La vieille fille, après un nouveau silence, poussa un profond soupir, tandis que sa nièce, inconsciente de cette petite scène muette, reprenait :

— Voyons, ma tante, occupons-nous de ce qui vous touche. Il n’y a qu’un moyen de remédier à cet état de choses : chercher un régisseur intègre…

— Penh ! autant chercher une aiguille dans une botte de foin ! Il faut être naïve, comme toi, ma pauvre fille, pour espérer trouver de l’intégrité chez un intendant !

— Oh ! tante Gertrude, protesta gaiement Paulette en se levant de table, il y a encore de braves gens sur notre planète ! pour le moment voulez-vous me permettre d’emmener Thérèse faire une petite promenade en voiture ? Je vous la ramènerai dans une heure ou deux, proposa la jeune femme de son air câlin.

— Là ! pour ce qu’elle m’est utile ! tu peux bien la garder jusqu’au soir. Elle dînera avec toi, et tantôt Mathieu, qui doit aller à Ailly, la reprendra.

— Merci, tante Gertrude.

Et, sans s’inquiéter de l’air renfrogné de sa tante, Paulette l’embrassa joyeusement sur les deux joues.

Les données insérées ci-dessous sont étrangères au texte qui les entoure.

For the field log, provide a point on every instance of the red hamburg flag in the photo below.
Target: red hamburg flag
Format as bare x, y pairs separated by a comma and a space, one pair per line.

Une fois assise sur son siège, et après s’être bien assurée que sa compagne était installée confortablement, Mme Wanel lança au trot son élégant équipage, tout en bavardant sans relâche.

— Quel croquemitaine que ma tante ! si on ne la connaissait pas, on en aurait vraiment peur ! Heureusement qu’on sait à quoi s’en tenir, n’est-ce pas, Thérèse ?

La jeune orpheline sourit sans répondre, et une lueur d’attendrissement éclaira un instant ses yeux tristes.

Pendant ce temps, le « croquemitaine », comme disait Paulette, rentré dans la pièce qui lui servait de bureau, examinait attentivement une petite photographie, presque effacée, aux bords noirs, qu’elle avait trouvée dans un portefeuille de son frère.

Les traits durs de Mlle Gertrude, ses yeux perçants, sa bouche dédaigneuse, son front bas et têtu, tout en elle semblait lui mériter l’appellation donnée par sa nièce, et rien n’attirait la sympathie dans ce rude visage. L’extérieur et la tournure aussi étaient à l’avenant : très grande et très maigre, elle avait une façon d’agiter ses longs bras anguleux qui donnait à tous ses mouvements quelque chose d’étrange et de saccadé.

— Gertrude me fait toujours l’effet d’un grenadier en jupons, répétait son père, le colonel de Neufmoulins, lorsqu’elle était jeune et qu’il la voyait trotter, la tête haute, le pas vif et pressé, sans souci de sa coiffure négligée, de ses vêtements démodés, de son allure disgracieuse.

C’était aussi l’effet qu’elle produisait sur tout le monde.

Les paysans la craignaient, et les enfants se sauvaient lorsqu’ils l’apercevaient ou qu’ils entendaient sa voix grondeuse.

Tous auraient été bien étonnés s’ils avaient pu voir la vieille châtelaine, en cet instant où elle se savait seule et sûre de ne pas être observée : une douceur étrange brillait dans ses yeux d’ordinaire si durs, un frémissement agitait le coin des lèvres : elle paraissait en proie à une profonde émotion tandis qu’elle s’oubliait dans la contemplation de ce portrait, qui lui rappelait sans doute mille souvenirs du passé.